British actress and filmmaker (1876–1917)

Ethyle Batley (born Alice Ethel Murray; 3 December 1876 – 23 April 1917) was a British film director, actress and screenwriter. She made nearly 70 films between 1912 and her early death in 1917.

==Early life and career==
Batley was born in December 1876 in Wigan, northwest England, the second daughter of an iron merchant. In the late 1890s, she travelled to London to work as a theatre actress, performing under the name Ethyle Gordon Murray.

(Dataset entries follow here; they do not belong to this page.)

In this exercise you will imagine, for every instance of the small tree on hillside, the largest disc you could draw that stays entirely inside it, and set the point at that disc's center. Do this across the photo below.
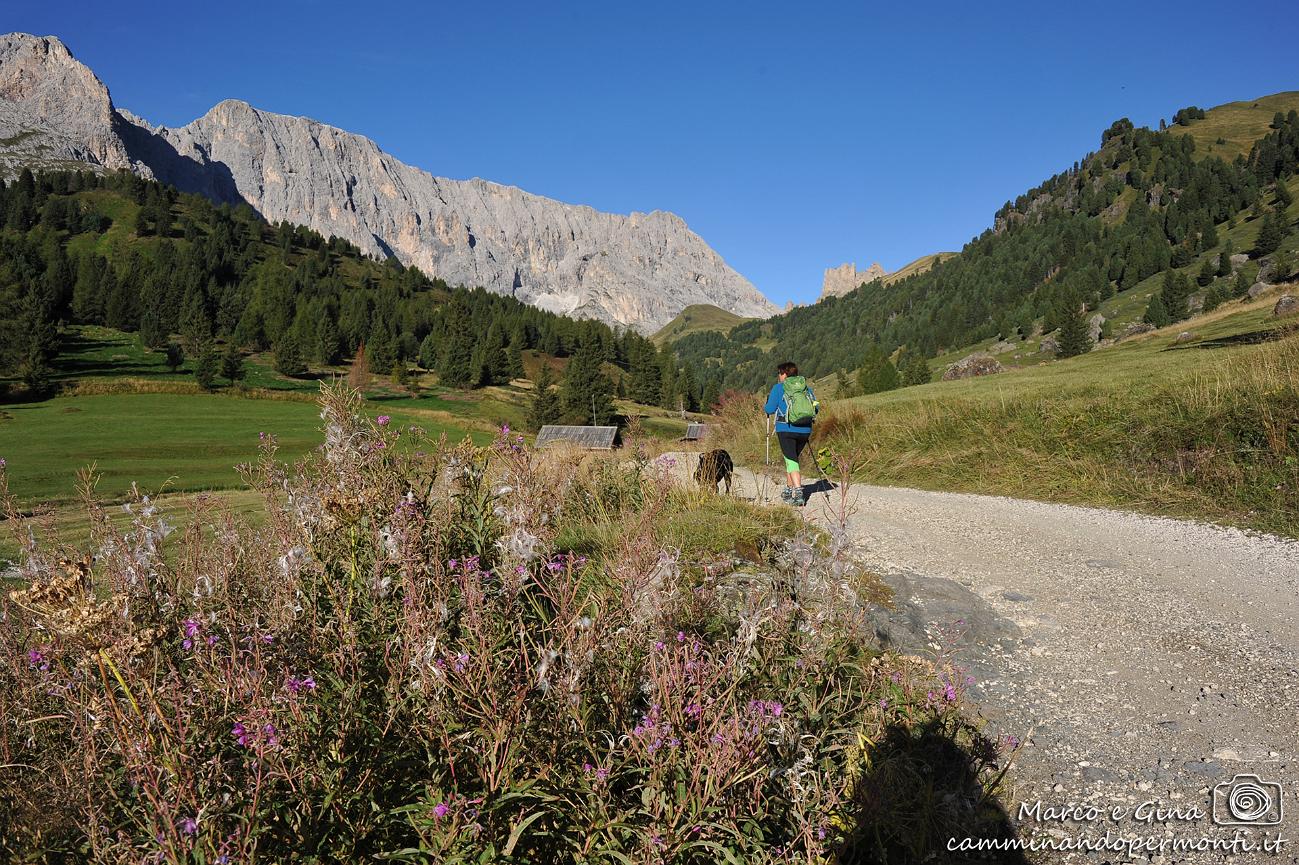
(1207, 273)
(877, 373)
(289, 356)
(231, 365)
(1224, 268)
(1074, 335)
(205, 369)
(546, 403)
(1156, 313)
(359, 374)
(174, 356)
(1271, 235)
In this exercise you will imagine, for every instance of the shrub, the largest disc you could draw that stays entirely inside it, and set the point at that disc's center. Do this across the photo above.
(403, 661)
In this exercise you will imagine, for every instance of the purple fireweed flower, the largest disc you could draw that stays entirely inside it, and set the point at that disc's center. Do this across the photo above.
(299, 685)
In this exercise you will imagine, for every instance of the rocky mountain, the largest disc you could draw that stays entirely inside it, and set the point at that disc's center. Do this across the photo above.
(842, 279)
(633, 270)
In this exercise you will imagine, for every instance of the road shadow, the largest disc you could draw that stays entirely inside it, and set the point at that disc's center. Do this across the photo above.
(921, 789)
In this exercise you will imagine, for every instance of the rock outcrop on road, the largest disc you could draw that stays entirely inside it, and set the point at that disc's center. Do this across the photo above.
(634, 270)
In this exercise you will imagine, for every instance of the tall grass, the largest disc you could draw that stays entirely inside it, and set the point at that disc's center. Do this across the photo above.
(403, 660)
(1219, 442)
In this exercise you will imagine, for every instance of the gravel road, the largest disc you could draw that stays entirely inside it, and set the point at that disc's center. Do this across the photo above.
(1139, 659)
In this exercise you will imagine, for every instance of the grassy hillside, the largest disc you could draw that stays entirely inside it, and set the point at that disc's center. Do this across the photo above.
(1207, 427)
(920, 265)
(1100, 235)
(698, 318)
(1230, 130)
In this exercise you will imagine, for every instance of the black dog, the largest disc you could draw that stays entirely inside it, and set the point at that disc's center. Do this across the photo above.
(715, 468)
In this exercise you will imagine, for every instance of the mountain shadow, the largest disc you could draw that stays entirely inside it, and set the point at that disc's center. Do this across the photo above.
(208, 178)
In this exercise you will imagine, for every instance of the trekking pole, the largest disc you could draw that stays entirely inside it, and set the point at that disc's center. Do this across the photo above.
(767, 427)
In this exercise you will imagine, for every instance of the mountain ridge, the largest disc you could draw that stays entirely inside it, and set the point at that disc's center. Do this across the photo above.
(635, 270)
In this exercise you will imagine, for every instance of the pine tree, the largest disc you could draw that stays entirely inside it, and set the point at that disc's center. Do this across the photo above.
(915, 370)
(1284, 196)
(1207, 273)
(289, 356)
(205, 369)
(456, 365)
(359, 373)
(1224, 268)
(1271, 235)
(1074, 335)
(174, 356)
(586, 395)
(233, 365)
(877, 373)
(546, 403)
(1156, 313)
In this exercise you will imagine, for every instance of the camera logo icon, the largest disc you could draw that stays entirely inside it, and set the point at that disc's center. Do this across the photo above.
(1247, 800)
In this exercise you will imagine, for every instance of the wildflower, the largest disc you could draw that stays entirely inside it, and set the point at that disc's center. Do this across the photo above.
(298, 685)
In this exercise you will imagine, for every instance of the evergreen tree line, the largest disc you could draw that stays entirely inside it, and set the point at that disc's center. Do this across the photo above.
(1139, 205)
(185, 274)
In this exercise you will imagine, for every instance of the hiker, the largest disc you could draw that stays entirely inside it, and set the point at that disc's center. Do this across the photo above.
(794, 407)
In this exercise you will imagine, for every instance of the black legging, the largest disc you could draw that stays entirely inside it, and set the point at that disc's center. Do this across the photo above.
(791, 447)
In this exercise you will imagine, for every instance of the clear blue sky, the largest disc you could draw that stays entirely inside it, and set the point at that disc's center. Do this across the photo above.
(793, 137)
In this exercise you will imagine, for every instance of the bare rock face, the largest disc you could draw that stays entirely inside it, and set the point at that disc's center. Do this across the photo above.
(842, 279)
(53, 111)
(635, 270)
(973, 365)
(1094, 326)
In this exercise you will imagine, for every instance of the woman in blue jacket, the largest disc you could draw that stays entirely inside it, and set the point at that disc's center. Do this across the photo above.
(793, 437)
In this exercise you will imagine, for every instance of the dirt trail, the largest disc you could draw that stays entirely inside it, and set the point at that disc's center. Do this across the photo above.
(1138, 657)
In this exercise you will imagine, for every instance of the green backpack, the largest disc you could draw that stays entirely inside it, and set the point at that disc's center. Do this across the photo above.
(799, 409)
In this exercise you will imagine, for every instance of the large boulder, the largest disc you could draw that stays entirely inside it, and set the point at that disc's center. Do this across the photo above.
(973, 365)
(1135, 329)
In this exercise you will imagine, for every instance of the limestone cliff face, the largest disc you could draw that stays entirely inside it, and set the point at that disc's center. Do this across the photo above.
(634, 270)
(842, 279)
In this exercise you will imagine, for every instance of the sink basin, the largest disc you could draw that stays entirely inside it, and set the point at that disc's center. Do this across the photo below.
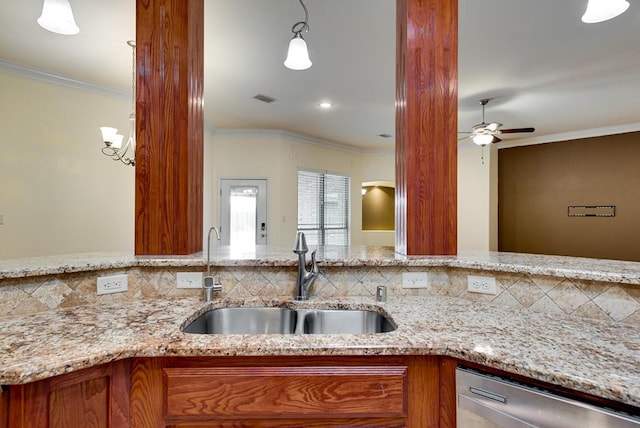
(244, 321)
(327, 321)
(259, 320)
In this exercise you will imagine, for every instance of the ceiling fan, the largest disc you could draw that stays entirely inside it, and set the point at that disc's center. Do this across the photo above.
(487, 133)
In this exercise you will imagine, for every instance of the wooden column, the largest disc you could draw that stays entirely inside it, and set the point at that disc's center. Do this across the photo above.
(426, 127)
(169, 113)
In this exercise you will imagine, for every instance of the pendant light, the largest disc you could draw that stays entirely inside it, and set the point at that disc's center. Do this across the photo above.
(298, 55)
(57, 17)
(603, 10)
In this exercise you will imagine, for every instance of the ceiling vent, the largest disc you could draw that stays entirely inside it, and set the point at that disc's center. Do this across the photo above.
(264, 98)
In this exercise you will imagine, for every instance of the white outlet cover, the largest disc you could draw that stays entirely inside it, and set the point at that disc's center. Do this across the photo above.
(415, 279)
(481, 284)
(189, 279)
(112, 284)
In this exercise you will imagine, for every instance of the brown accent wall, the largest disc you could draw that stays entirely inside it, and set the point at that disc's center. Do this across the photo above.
(378, 208)
(537, 184)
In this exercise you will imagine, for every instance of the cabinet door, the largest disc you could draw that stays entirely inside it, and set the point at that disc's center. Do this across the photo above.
(308, 391)
(92, 398)
(281, 392)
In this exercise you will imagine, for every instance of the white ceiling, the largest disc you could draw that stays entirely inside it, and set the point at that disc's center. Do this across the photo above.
(538, 62)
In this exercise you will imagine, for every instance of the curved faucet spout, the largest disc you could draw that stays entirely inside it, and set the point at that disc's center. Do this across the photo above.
(305, 278)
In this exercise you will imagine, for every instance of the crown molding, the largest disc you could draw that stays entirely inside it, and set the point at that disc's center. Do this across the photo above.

While working with a touring theatre company, Murray met Ernest Batley, an actor from East London. They were married on 22 June 1901 at a registry office ceremony in Wandsworth, and began their married life living in Battersea. In 1902, Ernest and Ethyle had their first child, actress Dorothy Audrey Batley, who was born on 18 January.

==Film career==
Ethyle's first directing credit was in October 1912, with the film Peggy Gets Rid of the Baby, which starred Dorothy in the lead role. During the First World War, Batley was one of the most active directors of patriotic films.

==Legacy==
Batley's contribution to the early history of cinema in Britain has often been overlooked or understated. In 2009, film historian Gerry Turvey described her as a "unique figure" who "merits fuller recognition than she has so far received".